STRAVA | January | Privacy Breach
Fitness company Strava fails to conceal the locations of military personnel and their whereabouts. Also, the company made their data, such as their name and heart rates discoverable. (The Register)
AADAAR | 3rd January | Inside attack
On the 3rd January 2018, Aadhaar, India's giant one billion people public database experienced a breach by past employees. Reports indicate that former staff members provided access to names and contact information. (Business Standard)
MYFITNESSPAL | February | Data Breach
150 million people were affected when sports retailer Under Armour revealed its fitness app MyFitnessPal had lost their usernames, email addresses, and passwords. Despite encrypting their data, the information was stolen from its systems. (The Guardian)
MYHERITAGE | February to June | Data Breach
92 million people were affected when DNA testing firm MyHeritage suffered a massive data breach. Personal data such as emails and some password information were exposed. Thankfully all DNA records remained uncompromised when access to a private server was passed to third-party security researchers. (Reuters)
TICKETMASTER | February – June | Data Breach
40,000 Ticketmaster user records were at risk of breach, including payment data earlier this year. Digital bank Monzo recognised the violation and made the ticket-selling website aware of the insecurities. (BBC)
TYPEFORM | May – June | Data Breach
Hackers stole information collected by survey company Typeform in May and June. Typeform’s clients such as Fortnum and Mason admitted that their data was vulnerable. (Securityweek)
REDDIT | June | Data Breach
Social news and discussion website Reddit was breached by attackers when staff logged in to their systems.
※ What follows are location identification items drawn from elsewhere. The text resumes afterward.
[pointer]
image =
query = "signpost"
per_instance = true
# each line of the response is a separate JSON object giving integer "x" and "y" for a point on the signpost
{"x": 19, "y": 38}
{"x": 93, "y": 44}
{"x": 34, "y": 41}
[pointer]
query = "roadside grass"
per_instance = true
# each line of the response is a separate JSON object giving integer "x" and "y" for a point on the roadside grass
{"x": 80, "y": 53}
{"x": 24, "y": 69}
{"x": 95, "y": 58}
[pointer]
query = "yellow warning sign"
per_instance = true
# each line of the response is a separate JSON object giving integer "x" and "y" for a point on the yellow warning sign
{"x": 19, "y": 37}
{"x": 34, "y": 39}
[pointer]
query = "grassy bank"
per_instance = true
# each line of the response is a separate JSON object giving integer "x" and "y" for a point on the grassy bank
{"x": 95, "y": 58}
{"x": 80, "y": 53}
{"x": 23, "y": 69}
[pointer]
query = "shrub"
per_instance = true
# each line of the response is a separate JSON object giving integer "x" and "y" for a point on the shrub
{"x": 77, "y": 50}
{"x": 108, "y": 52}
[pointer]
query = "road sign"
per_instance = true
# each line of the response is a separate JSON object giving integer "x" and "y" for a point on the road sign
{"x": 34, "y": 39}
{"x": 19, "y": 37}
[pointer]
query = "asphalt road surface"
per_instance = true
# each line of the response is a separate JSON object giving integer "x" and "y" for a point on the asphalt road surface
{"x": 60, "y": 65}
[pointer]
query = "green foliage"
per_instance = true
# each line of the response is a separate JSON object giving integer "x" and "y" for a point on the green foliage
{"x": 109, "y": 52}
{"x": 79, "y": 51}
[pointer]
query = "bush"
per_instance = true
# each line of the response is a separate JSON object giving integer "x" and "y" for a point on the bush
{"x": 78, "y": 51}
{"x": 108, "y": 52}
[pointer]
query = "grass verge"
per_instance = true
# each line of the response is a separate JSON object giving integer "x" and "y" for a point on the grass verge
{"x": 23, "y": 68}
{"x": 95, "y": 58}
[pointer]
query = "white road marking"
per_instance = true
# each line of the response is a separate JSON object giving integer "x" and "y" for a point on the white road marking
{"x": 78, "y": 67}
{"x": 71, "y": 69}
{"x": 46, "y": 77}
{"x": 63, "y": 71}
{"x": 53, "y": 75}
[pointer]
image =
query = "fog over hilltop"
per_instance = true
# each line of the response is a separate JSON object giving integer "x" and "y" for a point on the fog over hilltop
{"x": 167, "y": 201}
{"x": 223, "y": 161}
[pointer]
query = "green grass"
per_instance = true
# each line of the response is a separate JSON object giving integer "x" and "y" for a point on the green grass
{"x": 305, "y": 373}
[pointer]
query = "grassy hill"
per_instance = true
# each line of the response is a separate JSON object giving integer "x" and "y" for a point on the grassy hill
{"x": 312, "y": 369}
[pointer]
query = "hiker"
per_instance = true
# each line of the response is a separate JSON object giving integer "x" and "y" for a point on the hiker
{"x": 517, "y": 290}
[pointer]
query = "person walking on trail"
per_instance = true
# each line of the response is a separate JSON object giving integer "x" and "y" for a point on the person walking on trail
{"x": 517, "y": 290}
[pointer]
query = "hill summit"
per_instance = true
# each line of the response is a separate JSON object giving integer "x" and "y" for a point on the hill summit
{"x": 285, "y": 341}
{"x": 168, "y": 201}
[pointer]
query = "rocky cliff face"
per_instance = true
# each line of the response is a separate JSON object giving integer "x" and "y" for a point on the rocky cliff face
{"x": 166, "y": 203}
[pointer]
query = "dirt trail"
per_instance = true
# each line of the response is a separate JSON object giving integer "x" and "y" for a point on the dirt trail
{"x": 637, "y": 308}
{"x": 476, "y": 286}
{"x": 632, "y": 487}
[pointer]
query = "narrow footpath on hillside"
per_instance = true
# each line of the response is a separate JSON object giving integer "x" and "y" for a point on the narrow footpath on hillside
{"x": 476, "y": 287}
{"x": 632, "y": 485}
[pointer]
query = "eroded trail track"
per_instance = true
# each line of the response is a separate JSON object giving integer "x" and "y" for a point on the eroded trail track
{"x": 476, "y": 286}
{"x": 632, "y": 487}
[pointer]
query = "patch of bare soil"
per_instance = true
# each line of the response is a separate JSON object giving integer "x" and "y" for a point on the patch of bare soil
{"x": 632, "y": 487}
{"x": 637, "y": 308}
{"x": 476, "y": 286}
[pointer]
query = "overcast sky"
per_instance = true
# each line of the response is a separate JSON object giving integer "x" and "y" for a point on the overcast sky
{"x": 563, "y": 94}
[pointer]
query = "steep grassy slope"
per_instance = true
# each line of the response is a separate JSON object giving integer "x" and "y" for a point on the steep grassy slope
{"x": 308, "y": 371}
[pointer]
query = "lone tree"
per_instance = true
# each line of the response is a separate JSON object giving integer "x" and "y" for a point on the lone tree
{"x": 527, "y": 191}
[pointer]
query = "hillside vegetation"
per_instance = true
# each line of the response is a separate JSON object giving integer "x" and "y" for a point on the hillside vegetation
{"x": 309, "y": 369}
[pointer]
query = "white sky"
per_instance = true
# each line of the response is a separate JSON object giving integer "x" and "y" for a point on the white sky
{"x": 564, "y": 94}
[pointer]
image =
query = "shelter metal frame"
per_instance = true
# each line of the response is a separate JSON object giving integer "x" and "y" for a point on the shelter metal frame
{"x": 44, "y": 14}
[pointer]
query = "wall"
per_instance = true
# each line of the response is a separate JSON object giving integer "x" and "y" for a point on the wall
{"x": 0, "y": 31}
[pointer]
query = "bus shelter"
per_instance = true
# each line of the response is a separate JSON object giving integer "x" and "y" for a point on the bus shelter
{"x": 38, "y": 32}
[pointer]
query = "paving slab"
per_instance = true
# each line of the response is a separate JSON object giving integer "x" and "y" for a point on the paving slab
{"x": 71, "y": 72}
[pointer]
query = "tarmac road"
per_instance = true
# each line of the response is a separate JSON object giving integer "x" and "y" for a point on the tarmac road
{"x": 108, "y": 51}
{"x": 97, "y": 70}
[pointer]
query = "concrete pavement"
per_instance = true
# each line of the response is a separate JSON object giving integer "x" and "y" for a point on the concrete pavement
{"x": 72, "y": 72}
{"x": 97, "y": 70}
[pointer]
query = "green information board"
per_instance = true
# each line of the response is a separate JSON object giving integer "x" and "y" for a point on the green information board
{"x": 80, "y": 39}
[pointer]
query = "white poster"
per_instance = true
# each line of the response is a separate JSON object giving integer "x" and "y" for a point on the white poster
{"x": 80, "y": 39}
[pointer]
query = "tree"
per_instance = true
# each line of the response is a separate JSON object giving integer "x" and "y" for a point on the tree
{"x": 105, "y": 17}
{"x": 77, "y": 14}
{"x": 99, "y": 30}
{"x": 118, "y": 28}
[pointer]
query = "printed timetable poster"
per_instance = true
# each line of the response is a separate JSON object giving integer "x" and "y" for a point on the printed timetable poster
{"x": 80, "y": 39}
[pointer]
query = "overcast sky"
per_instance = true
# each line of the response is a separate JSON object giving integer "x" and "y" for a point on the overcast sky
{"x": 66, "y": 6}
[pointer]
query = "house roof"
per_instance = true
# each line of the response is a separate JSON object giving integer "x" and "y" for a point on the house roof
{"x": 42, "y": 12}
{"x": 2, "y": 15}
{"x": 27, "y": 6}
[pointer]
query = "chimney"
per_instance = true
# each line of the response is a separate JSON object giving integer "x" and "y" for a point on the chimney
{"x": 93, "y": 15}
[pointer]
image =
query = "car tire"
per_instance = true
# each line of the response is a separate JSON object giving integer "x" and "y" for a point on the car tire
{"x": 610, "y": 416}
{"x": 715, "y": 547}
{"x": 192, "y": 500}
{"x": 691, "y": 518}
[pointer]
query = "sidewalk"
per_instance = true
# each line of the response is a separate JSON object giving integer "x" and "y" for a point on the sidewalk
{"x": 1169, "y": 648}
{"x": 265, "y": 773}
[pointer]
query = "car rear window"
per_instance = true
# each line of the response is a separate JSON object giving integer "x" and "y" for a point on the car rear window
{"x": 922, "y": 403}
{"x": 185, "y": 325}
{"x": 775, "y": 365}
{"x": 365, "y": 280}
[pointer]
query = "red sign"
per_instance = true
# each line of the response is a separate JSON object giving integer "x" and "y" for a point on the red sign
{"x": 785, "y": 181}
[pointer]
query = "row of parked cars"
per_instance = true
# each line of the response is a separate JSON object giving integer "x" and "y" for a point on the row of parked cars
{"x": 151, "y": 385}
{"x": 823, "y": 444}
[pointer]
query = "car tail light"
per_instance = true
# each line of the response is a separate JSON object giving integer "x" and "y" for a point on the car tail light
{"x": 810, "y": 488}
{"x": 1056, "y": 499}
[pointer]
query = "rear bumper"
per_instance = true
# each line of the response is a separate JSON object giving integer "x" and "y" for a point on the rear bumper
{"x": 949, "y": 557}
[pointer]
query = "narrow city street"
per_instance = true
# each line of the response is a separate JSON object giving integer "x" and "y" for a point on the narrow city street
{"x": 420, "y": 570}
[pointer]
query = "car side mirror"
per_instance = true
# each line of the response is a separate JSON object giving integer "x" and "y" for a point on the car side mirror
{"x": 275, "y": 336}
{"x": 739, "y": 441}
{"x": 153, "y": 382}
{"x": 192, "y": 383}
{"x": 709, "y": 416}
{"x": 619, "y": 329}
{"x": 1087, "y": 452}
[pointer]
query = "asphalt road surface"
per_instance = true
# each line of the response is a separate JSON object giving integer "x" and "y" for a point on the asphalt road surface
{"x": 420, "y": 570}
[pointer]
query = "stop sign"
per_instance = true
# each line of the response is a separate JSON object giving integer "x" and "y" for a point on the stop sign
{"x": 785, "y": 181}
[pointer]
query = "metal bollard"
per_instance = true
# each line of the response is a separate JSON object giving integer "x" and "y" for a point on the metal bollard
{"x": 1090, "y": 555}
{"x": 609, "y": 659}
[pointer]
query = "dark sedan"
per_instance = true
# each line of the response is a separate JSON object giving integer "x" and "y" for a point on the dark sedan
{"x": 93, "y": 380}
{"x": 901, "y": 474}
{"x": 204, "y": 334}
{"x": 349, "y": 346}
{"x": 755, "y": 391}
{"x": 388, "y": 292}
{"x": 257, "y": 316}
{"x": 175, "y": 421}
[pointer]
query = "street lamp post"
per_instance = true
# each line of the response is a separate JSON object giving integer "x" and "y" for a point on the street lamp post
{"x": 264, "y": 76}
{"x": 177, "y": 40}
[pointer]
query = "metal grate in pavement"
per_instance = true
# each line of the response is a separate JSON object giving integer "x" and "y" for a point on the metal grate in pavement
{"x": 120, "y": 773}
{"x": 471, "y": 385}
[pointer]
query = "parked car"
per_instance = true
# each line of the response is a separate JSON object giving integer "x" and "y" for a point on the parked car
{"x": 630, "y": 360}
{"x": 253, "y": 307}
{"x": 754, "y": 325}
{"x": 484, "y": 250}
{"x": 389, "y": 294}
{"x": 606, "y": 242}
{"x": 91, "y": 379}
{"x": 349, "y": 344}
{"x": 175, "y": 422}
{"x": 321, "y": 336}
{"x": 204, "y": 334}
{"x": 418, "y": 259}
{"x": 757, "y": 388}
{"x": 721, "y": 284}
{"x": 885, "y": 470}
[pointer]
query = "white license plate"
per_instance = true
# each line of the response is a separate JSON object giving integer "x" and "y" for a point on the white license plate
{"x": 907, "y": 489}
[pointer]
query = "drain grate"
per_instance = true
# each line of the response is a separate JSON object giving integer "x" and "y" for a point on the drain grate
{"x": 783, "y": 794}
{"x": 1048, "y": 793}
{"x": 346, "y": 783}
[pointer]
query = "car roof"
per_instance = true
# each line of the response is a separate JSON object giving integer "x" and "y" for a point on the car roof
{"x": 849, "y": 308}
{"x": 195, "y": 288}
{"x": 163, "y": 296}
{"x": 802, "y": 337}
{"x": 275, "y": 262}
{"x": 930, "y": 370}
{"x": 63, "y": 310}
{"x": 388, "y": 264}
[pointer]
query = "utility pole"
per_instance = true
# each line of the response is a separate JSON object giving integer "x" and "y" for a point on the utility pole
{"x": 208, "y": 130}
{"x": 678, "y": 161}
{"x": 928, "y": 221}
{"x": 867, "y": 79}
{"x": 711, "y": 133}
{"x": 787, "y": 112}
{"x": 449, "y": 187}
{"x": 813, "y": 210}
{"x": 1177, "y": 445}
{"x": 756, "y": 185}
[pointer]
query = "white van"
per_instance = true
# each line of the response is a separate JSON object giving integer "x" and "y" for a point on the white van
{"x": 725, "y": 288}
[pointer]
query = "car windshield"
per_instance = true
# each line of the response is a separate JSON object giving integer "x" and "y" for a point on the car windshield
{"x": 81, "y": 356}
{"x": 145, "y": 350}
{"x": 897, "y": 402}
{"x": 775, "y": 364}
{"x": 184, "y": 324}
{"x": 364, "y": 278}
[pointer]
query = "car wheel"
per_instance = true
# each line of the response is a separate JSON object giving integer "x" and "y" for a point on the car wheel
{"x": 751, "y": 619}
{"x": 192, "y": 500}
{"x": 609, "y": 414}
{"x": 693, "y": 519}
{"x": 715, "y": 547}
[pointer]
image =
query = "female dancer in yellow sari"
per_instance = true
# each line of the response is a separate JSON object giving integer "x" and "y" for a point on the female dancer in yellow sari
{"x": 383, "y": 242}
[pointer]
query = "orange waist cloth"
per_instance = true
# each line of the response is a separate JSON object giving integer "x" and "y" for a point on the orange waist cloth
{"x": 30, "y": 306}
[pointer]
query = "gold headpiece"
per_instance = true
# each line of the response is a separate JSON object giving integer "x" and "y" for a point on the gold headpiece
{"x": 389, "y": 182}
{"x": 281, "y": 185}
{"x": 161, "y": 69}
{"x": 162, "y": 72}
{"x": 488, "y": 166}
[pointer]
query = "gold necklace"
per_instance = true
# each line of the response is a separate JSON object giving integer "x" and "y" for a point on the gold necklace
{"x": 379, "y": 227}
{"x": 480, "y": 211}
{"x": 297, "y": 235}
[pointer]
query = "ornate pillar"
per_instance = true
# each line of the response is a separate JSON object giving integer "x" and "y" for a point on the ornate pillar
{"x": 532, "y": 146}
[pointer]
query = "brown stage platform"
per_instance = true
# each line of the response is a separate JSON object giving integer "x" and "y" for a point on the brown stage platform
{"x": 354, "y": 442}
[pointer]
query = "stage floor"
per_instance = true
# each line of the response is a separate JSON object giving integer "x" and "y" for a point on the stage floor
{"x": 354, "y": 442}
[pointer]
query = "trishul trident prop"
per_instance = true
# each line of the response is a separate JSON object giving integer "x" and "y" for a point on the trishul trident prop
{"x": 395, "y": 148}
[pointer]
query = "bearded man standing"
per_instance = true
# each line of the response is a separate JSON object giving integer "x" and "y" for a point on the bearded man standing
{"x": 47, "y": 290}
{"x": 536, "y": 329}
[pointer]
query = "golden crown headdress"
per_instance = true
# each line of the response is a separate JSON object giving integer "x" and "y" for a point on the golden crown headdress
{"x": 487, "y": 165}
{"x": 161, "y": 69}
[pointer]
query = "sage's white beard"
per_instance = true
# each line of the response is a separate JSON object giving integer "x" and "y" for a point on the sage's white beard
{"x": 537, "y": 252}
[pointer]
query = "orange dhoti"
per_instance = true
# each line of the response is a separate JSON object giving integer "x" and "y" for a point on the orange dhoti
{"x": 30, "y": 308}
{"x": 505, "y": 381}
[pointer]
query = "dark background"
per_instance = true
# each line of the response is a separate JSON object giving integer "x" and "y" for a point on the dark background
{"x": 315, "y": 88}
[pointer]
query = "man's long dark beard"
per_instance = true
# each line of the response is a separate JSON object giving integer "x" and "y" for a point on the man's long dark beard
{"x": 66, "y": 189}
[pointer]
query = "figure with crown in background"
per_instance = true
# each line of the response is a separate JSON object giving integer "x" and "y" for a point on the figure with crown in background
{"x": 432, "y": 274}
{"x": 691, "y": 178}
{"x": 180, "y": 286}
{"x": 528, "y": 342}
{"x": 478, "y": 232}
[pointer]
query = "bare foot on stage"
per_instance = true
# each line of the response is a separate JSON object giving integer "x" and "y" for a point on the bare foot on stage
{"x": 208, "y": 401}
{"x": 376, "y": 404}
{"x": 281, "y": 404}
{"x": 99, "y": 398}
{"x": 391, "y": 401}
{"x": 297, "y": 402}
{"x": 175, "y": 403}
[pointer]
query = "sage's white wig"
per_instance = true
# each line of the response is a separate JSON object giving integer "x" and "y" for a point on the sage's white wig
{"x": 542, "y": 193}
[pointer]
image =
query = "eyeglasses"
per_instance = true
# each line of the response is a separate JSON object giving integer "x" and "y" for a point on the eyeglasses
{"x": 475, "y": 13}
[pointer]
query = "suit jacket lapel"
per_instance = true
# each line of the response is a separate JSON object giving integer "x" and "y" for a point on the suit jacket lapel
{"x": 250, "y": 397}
Using the employee accounts, the unidentified criminals took the email addresses of current users and a 2007 database. It is likely that the group will leak the information, linking it to real people. (Metro)
TIMEHOP | July | Data Breach
More than 21 million people were affected when the social network application Timehop, a third-party feed of posts for Facebook and other social networks, detected an ongoing cyber attack in July. The memories posting feed discovered names, email addresses and keys granting access to previous posts. However, the social company claimed that it had managed to delay the hackers access to historical posts. (Independent)
POLAR FLOW | July | Privacy Flaw
In a similar privacy failure to Strava, the fitness app Polar Flow revealed the locations of military personnel inside secret bases around the world. As simple as changing a URL allowed anyone to see the workouts of soldiers. (Infosecurity)
Concluding a review of current cyber threats
The first-half review of 2018 reveals changes to the cyber threat landscape, with new and emerging threats to mitigate from crypto jacking to new malware through to the rise of critical infrastructure security vulnerabilities.
Mostly, it confirms that the ‘traditional way’ of securing networks no longer exists and it is by arming your people with security awareness, as well as building your physical security defences, which can make the difference.
Finally, the upward trend in cybercrime shows that more than ever before we need to stick to the mantra that cybersecurity is everyone’s problem – and it is not ‘if’ an organisation is breached but ‘when’. Preparing the entire company for a cyber attack is vital to ensure that it can withstand the fallout effectively, providing the business confidence that not only will it survive but thrive in the future.